The four-wheeled armored BRDM-2 slowed down, and Warner took a deep breath. They were cutting in on Tannery Road. From here things would only get dicier. This was PPP territory. Crawling through traffic would make them a sitting duck. One RPG at close range, and the passenger compartment would get punctured by a white-hot jet of molten metal that would ricochet around until everyone inside looked like undercooked meat loaf. He’d seen the tiny holes those armor-piercing warheads made in the hull of a tank. Why blast a huge hole when all you want to get at is the juicy center? But then, the convoy still seemed to be making good time. And they weren’t dead yet.
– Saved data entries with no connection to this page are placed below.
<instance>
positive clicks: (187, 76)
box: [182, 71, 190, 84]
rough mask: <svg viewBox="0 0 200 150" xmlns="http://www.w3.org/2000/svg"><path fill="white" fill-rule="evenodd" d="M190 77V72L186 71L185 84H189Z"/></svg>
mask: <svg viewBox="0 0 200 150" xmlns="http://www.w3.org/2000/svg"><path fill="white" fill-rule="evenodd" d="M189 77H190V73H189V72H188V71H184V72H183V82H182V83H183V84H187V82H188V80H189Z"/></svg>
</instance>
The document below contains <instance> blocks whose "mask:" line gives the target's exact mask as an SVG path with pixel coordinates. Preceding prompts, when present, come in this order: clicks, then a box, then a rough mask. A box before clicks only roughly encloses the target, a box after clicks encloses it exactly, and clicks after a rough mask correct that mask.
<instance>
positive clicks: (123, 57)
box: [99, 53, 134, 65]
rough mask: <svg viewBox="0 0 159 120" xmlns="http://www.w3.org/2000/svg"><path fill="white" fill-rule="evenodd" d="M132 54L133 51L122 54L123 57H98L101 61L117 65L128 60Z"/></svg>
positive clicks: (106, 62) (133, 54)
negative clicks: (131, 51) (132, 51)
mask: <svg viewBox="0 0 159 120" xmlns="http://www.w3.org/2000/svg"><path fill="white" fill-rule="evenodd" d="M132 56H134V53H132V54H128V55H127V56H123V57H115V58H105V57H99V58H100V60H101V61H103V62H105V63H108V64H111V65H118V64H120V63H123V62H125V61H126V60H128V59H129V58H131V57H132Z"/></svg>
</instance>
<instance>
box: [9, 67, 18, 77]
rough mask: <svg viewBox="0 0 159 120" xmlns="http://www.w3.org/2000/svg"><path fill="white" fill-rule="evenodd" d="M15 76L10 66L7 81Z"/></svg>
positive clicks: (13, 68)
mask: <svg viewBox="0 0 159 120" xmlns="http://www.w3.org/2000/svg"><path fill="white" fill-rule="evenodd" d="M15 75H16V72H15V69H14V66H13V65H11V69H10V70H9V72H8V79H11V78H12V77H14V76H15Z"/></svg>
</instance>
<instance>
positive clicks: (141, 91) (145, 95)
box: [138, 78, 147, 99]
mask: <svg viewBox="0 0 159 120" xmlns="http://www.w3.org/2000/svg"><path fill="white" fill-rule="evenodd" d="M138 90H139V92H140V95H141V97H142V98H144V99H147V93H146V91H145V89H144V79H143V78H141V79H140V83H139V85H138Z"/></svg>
He peered out the portal again, and judging from the numerous heavily armed police he saw on the streets outside, Warner realized that the roads must have been blocked to civilian traffic. So much for the element of surprise. . . .
In a few minutes their vehicle slowed again and swerved right, down a tight lane. Warner’s view became a blur of passing masonry through the side portal. The sharp knock of a business sign being struck and bent back as they rolled past a shop front. All he could hear were sirens, car horns, and the rattle of the BRDM’s diesel engine. They were effectively blind. If someone hit them now, they’d never see it coming.